In LyzandeR/colf: Constrained Optimization on Linear Function

colf

This is a package dedicated to performing a least squares constrained optimization on a linear objective function. The functions minimize the same objective function as lm, applying a constraint on the beta parameters:

$$S(\beta) = \sum_{i=1}^m \vert y_i - \sum_{j=1}^nX_{ij}\beta_j \vert^2 = \Vert y - X\beta\Vert^2$$

And

$$\hat{\beta} = arg_\beta min \ S(\beta)$$ under the constraints:

$$lower \le \hat{\beta} \le upper $$

The idea behind the package is to give the users a way to perform a constrained "linear regression" in an easy and intuitive way. The functions require a formula in the same syntax and format as lm which is a style most R users are familiar with.

So far the package includes two functions in order to perform the constrained optimization:

colf_nls - uses the port algorithm which comes from the stats::nls function.
colf_nlxb - uses Nash's variant of Marquardt nonlinear least squares solution which comes from the nlsr::nlxb function.

You can find more details about the two algorithms if you have a look at ?nls and ?nlxb respectively.

colf_nls

Now we will see how we can easily use the port algorithm to perform a constrained optimization.

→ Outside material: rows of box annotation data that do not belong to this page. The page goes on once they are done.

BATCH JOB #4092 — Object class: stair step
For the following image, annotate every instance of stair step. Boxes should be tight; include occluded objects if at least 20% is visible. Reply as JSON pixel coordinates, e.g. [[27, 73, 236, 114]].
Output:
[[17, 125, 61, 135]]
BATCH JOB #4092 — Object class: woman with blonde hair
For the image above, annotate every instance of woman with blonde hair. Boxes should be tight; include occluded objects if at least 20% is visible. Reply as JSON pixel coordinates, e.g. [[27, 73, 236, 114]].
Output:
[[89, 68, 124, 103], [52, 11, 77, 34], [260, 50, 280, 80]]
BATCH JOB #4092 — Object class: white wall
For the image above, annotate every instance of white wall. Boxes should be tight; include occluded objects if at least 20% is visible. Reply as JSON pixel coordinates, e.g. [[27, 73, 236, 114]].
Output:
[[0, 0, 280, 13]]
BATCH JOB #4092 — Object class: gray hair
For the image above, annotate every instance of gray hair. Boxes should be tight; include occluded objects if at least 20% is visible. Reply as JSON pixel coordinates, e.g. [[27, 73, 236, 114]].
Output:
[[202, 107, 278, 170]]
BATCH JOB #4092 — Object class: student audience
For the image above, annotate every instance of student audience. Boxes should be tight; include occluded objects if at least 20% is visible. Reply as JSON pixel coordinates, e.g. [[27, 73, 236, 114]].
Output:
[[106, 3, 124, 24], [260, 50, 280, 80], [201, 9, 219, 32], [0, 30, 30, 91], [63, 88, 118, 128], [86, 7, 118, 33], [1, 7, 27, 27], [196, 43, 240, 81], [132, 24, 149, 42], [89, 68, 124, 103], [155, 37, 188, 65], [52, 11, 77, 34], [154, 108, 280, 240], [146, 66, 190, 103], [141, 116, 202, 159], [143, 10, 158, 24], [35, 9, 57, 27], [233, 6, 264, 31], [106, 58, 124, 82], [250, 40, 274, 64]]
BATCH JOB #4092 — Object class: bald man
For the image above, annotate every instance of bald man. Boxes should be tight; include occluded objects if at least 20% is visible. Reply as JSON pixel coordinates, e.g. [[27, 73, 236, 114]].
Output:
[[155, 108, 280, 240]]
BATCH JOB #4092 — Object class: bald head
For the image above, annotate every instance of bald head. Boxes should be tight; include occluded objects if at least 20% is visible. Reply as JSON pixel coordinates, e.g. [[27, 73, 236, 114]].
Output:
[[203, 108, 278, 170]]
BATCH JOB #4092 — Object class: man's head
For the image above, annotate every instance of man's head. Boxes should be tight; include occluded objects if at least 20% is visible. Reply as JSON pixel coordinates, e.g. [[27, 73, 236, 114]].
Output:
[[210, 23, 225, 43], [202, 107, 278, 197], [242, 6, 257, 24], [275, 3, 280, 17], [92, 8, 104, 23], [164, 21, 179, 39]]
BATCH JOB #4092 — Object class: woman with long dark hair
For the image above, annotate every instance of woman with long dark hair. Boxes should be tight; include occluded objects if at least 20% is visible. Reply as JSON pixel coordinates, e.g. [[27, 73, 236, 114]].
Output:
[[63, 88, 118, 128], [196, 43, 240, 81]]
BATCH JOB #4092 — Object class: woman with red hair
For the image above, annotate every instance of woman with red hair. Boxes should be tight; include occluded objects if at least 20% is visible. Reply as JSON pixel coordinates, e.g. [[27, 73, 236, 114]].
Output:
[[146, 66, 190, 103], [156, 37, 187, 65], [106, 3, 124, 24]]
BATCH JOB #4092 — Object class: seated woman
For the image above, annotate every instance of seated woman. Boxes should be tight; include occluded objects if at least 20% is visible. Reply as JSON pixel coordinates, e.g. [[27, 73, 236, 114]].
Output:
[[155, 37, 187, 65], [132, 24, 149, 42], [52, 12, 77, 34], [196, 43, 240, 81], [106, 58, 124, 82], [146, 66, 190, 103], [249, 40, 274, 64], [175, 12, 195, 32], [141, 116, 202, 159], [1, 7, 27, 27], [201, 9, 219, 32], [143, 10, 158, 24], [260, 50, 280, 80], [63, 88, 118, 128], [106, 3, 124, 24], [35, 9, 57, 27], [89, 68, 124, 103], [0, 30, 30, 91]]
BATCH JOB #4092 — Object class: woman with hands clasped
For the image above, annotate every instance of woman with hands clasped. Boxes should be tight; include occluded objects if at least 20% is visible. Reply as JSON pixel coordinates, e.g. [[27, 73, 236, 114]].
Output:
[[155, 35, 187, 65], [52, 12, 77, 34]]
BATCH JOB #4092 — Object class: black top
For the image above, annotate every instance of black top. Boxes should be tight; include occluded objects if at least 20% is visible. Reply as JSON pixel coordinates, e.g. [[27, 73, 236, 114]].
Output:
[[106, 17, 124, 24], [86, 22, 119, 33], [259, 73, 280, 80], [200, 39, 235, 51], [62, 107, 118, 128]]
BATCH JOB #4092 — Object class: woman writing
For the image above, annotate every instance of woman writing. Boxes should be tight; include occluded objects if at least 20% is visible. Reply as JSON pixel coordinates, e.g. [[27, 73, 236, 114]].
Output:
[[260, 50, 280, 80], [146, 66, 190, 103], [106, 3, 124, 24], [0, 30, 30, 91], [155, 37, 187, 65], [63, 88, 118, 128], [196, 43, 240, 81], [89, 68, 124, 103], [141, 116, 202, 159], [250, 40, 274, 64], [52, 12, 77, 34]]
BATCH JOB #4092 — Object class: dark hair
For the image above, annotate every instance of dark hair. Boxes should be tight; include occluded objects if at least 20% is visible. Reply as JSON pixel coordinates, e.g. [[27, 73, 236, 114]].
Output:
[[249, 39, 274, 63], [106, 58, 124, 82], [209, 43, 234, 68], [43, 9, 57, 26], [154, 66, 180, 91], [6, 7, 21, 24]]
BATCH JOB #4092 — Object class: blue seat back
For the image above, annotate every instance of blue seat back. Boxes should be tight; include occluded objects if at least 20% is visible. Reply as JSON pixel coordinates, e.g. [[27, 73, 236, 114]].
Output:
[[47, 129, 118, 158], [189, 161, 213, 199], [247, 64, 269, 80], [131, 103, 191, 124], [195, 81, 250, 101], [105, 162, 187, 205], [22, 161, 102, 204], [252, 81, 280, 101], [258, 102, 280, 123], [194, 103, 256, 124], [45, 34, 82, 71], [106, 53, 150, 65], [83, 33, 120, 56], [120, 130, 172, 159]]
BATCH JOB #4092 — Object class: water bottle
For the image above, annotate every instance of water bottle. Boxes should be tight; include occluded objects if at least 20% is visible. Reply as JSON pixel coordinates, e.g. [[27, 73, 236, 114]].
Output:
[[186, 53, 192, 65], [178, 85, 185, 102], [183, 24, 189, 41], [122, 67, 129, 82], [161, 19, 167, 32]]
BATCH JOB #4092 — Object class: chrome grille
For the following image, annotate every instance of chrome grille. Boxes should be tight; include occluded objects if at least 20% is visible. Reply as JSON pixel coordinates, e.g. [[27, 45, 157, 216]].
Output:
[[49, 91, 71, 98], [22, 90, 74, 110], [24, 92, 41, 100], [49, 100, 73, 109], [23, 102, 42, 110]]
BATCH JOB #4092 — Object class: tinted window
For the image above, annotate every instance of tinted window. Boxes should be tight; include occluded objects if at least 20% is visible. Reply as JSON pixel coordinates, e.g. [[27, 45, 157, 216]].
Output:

As you will see we are using colf_nls in the same way we would use lm with the addition of upper and lower bounds for our parameter estimates.

We will use the mtcars data set for a demonstration. Let's load the package and use mtcars to run a constrained least squares optimization model.

In the model below we use 4 variables to model mpg which means we will have 5 parameter estimates (don't forget the Intercept). Parameters are prefixed with param_ in the model's output. We set the lower bounds of those 4 parameter estimates to -2 and the upper bounds to 2 (obviously they do not need to be the same). Ideally, starting values should be provided. If omitted a cheap guess will be made, which is basically setting all starting values to 1. If the staring values do not fall within the boundaries defined by lower and upper then an error will be returned and you would need to manually change the starting values via the start argument.

Usage

library(colf)
mymod <- colf_nls(mpg ~ cyl + disp + hp + qsec, mtcars, lower = rep(-2, 5), upper = rep(2, 5))
mymod

As you can see all 5 parameter estimates fall within the defined boundaries. The above provided formula includes the Intercept. In the output, X.Intercept is a variable set to 1 and param_X.Intercept is the estimated intercept.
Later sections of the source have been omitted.